Even as adults, we do not like to be ignored or neglected. This is the same for kids, and even tougher on them. A child who feels neglected by either his parents family members, or people he expects to love and cherish him, would do almost anything to get their attention. Depending on the nature of neglect, he may go to extremes to either prove himself, or spite you for how you have hurt him. Again, whoever he perceives as reason for his neglect would become a victim of his resentment. There is no telling how far a hurting child would go to get back at his parents. At this stage in this child's life, he or she is susceptible to and vulnerable against negative influences. This is also the point they get hooked up with bad friends, begin to do drugs or other harmful activities. The big question is why do kids feel neglected by their parents?
1. They are actually neglected: Though it is good to have a career, take on more jobs or projects to make ends meet, but when your career or work life begin to rob you of your time with your family, you are creating room for trouble. Put in another way, when you get off to work before your kids are up, and get back after they've gone to bed, and you do this so many days in a week and in row, seriously, who is watching the kids? There is only little the maid or baby sitter can do. The responsibility of molding or shaping our children's life rest solely on us as parents. This can only be achieved if we are around most of the time.
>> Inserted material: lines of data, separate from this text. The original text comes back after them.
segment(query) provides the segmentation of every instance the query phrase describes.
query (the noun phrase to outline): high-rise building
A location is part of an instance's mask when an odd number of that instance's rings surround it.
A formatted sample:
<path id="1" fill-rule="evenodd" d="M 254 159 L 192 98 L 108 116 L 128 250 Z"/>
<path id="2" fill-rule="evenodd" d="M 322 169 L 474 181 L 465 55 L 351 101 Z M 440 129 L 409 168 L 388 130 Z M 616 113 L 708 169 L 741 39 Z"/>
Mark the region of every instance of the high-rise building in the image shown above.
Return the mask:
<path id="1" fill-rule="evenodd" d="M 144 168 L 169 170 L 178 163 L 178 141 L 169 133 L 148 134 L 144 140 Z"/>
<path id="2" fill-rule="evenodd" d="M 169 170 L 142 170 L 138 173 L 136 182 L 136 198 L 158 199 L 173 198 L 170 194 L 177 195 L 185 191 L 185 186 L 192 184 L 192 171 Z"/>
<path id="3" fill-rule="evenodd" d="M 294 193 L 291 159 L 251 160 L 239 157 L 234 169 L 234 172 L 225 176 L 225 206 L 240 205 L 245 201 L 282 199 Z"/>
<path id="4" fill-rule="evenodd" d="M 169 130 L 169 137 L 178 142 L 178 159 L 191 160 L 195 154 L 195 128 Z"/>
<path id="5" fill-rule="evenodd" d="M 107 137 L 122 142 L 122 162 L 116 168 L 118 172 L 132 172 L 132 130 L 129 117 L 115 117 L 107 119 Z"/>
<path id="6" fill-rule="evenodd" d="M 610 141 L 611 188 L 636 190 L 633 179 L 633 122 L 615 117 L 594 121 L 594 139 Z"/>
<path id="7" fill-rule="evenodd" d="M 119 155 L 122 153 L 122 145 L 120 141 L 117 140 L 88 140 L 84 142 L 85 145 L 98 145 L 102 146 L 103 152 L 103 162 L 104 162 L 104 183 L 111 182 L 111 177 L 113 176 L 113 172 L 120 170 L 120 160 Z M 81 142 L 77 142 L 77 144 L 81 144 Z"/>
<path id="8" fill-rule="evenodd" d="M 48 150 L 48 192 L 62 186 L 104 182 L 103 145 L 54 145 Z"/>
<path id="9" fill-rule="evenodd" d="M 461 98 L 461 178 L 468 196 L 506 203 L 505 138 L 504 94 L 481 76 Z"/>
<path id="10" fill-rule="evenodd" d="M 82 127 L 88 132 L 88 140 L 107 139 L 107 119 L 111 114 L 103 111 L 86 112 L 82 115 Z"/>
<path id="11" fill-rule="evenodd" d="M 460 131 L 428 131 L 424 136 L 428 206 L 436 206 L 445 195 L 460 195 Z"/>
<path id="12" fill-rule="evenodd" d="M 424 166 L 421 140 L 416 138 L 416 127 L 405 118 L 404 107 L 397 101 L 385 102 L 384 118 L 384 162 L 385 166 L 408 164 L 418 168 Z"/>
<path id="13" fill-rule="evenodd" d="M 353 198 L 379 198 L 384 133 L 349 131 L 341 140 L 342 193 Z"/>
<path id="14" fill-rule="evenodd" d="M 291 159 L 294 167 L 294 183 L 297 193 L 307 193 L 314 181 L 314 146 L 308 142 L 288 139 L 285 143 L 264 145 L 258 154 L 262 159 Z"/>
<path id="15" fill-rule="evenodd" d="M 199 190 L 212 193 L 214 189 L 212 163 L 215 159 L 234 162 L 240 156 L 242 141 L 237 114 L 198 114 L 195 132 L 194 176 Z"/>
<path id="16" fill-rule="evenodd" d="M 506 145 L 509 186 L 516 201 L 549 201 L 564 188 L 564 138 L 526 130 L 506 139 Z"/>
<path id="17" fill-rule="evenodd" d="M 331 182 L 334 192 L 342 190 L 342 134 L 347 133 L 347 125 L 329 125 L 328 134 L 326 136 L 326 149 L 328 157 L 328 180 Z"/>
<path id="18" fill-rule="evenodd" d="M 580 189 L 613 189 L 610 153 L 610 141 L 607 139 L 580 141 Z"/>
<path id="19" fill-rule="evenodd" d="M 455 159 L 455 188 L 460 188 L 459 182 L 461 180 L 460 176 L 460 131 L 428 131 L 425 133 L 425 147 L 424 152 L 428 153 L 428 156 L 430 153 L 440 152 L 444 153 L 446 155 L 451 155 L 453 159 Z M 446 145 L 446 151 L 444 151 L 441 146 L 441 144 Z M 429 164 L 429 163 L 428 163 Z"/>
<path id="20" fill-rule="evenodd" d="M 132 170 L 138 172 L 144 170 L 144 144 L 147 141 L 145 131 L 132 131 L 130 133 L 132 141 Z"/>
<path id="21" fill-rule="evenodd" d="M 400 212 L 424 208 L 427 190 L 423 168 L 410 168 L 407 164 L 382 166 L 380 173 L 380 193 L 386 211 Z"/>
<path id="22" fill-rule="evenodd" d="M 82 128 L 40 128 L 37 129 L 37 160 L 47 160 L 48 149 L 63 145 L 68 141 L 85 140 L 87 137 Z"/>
2. You donít care for their opinion: While it is good for the kids to know who's boss around the home, it is not a smart idea to be all strict and authoritarian all the time. It is always helpful to give some explanations to your kids especially when you refuse them of something they think is harmless. Your teenage son may demand to know why he can't go to a club with his friends. 'Because I say so!' has proven over time not to be the smartest of answers. And because you have not explained to him what your concerns about the place are, his young mind would defile and rebel and challenge you on that.
3. You always say no: Again, while it is good to be firm and clear in your instructions, there should be room for healthy compromise. If your kids draw the conclusion that it is always a no with you, they'd eventually stop asking, meaning, they'd go ahead to do stuff with or without your consent. But, if you tell them why they can't have something at a particular time, you could suggest a healthy alternative. That way, they'll understand you are watching out for them, and not just being mean.
There are different kinds of neglect, but the end result is usually the same. It may be a good idea to look closely at your child's strange behavior, he/she may be asking for your attention.